Hello MRtrix team,
I’ve been thinking about improved ways to quantify FOD complexity, and it occurred to me that FOD entropy/redundancy, as discussed in https://cds.ismrm.org/ismrm-2005/Files/00384.pdf might be pretty optimal. Any pointers on how to compute these metrics?
As always, thank you for your help!
Wow, that’s a trip down memory lane…
There’s no command to do that in MRtrix3, mostly because we never needed it. It was sufficient for what we were doing at the time, but that was quickly swept aside with the introduction of the non-negativity constraint a year later…
That said, I think this one-liner should give you a decent approximation to the entropy. You’ll need to generate a directions files on which to evaluate the FOD first, which you can do using e.g.
dirgen 300 dirs300.txt (feel free to use whatever number you feel is appropriate, but you probably want to make sure it’s sufficient to adequately sample the FOD):
mrconvert fod.mif -coord 3 0 - | mrcalc fod.mif - -div - | sh2amp - dir300.txt - | mrcalc - - -log -mult - | mrmath - sum -axis 3 entropy.mif
Assuming I’m using the correct formula for entropy… There’s probably some other scaling factors in there that I’ve omitted, feel free to amend if you spot any errors…
Ha, yes, sorry to send you on a deep dive. Thank you very much for the helpful response! I had 2 quick questions to make sure I’m understanding:
- The initial division by the first SH coefficient is to scale the FOD to unit integral? Is that correct?

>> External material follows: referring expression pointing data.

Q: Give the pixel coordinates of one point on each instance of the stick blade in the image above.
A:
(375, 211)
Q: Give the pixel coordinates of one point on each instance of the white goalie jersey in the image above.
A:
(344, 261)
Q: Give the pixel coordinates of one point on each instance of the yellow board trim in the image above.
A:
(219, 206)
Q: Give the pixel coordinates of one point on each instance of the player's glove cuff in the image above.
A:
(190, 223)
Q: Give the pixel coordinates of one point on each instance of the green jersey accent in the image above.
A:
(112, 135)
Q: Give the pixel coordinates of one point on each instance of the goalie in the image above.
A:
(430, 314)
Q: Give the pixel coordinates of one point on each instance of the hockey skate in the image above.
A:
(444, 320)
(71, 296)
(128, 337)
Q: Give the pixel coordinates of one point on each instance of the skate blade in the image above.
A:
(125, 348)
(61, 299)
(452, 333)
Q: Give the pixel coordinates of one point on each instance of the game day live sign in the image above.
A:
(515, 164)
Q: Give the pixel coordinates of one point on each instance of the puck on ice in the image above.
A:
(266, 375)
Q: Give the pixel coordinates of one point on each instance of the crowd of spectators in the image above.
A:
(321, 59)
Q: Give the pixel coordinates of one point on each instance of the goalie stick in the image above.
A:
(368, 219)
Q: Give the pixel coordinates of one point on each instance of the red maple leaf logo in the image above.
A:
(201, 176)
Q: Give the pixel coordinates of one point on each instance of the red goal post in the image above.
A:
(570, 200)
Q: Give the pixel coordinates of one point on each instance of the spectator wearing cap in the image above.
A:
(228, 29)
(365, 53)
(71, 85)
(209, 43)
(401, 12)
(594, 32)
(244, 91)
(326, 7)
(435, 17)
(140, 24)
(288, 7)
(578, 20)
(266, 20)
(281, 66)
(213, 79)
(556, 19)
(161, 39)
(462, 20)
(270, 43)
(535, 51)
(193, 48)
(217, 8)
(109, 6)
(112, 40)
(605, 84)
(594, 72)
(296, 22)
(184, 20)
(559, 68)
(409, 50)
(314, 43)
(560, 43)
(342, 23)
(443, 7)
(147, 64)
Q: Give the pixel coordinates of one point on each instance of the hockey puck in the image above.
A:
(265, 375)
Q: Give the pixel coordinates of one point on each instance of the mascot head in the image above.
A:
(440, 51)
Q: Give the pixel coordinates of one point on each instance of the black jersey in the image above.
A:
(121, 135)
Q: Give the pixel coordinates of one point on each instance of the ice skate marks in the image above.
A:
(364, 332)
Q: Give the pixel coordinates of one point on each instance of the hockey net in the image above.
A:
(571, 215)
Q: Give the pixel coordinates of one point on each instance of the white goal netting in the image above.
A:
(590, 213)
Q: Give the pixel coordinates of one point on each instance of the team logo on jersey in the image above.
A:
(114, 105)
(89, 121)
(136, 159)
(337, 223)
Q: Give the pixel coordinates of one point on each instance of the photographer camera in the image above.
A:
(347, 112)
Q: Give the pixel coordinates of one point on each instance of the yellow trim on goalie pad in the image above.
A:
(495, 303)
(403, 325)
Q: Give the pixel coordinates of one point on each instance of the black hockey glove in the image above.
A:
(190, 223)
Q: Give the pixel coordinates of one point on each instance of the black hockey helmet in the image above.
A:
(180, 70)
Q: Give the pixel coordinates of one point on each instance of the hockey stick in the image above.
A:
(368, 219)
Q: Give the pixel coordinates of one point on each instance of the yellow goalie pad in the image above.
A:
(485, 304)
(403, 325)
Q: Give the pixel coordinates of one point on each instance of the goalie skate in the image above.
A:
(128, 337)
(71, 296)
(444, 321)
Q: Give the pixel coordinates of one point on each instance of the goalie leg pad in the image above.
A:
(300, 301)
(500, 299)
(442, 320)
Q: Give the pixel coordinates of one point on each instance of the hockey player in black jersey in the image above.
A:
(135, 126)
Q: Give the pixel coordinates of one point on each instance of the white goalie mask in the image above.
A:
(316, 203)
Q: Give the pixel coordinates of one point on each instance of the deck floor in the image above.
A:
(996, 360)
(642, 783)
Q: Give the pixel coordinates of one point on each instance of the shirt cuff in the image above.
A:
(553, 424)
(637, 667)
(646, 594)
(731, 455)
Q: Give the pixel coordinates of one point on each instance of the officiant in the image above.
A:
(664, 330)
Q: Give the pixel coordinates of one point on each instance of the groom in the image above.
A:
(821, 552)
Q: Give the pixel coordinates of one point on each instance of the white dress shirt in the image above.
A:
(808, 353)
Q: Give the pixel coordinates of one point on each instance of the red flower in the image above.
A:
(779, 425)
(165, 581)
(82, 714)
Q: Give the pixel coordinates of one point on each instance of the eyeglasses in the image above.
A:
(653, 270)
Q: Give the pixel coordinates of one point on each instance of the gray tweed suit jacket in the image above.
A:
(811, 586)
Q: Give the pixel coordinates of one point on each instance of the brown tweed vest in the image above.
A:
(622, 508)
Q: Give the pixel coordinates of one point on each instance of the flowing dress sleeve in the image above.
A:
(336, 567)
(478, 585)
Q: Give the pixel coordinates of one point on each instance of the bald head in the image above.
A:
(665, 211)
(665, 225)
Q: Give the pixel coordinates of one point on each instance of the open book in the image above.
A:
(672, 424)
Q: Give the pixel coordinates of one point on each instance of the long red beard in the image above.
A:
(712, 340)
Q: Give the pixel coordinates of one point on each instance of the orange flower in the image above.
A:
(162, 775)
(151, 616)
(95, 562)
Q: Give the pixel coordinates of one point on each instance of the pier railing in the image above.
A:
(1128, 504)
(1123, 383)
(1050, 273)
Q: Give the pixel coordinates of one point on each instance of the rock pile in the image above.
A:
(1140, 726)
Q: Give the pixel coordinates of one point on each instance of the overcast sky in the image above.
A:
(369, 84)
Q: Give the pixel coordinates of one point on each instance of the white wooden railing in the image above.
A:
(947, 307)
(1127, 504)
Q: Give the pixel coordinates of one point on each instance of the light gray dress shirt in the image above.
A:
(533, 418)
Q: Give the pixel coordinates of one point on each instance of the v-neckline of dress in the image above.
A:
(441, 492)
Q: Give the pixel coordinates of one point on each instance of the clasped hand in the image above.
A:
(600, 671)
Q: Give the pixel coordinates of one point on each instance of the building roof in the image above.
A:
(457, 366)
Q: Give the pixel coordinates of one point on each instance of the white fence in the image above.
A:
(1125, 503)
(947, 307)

- Should the second mrcalc command (the entropy equation) also include a -neg?
Probably… It’ll reverse the contrast though, I reckon the image has a more familiar contrast with this (low entropy/high intensity in single fibre regions), but this is entirely your call…
I’ve been thinking about improved ways to quantify FOD complexity
Have you tried complexity?
(Recommend running on the output of
Ha, yes, indeed, we did look at that and found some interesting correlates of complexity. We’ve just been trying to think of alternate parameterizations of “FOD complexity” to double check our intuitions about what we think might be going on there.